M. L. – Absolument. Les États-Unis ont été plus en avance que nous sur la collusion entre le monde des stars, de la jet-set, de la finance et du politique. Trump lui-même est l’incarnation de ce phénomène : un homme d’affaires richissime qui a fait de la télé, du reality show, avant de candidater à une élection. Il est difficile de distinguer ce qui relève du politique et du spectacle, du vrai et du faux. Il en va de même pour le monde du sport. Trump est un grand amateur de MMA (arts martiaux mixtes) qui connaissent un immense succès populaire ; c’est une figure révérée dans ces milieux. Il y a donc aussi une instrumentalisation du sport.

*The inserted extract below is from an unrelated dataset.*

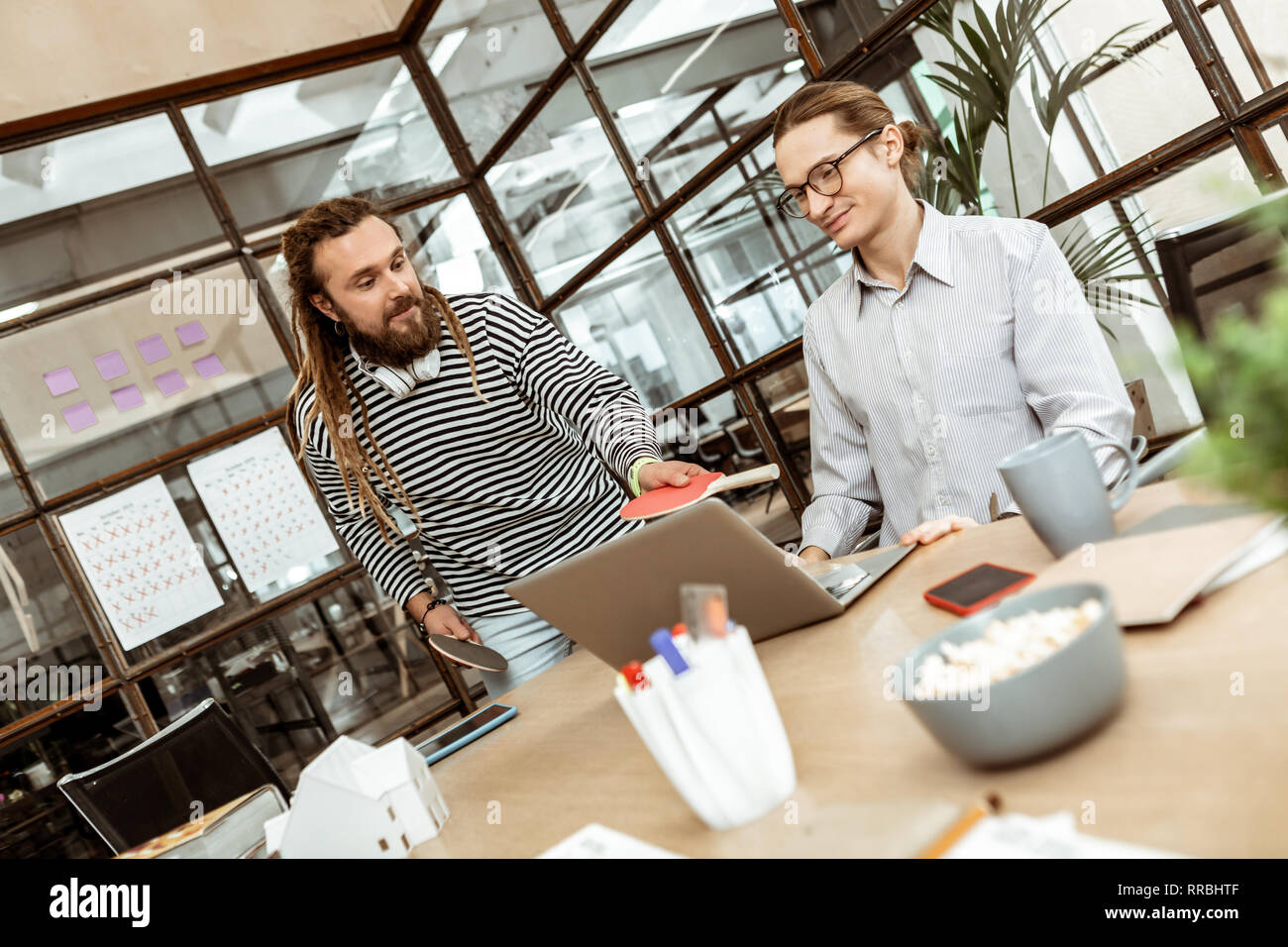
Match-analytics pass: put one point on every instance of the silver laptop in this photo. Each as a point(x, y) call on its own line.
point(609, 599)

Ce sont des manières de parler politique à travers des instruments infrapolitiques.
En Europe, on a eu Berlusconi mais à l’époque c’était plutôt une figure isolée dans le spectre politique, alors que Trump représente aujourd’hui une normalité, celle du celebrity populism : lorsque tous les codes de la jet-set et des célébrités sont passés dans le champ politique.
Qu’en est-il de l’Europe justement ? Est-ce que l’on constate les mêmes tendances illibérales avec la montée de l’extrême droite dans les démocraties de l’Union européenne ?
M. L. – Évidemment, nous ne sommes pas au niveau des États-Unis de Trump, mais on perçoit clairement des éléments de « culture illibérale » en Europe. Je pense, par exemple, aux mouvances catholiques radicales, très populaires sur les réseaux sociaux, au mouvement des trad wives, ces influenceuses qui promeuvent des valeurs conservatrices pour les femmes, sous couvert de discuter cuisine ou aménagement de la maison. On observe aussi en France et en Allemagne des mouvances survivalistes venues des États-Unis après le Covid, avec cette idée qu’on ne peut pas faire confiance à l’État, qu’il faut se retirer de la société et se préparer à la guerre raciale et aux violences urbaines.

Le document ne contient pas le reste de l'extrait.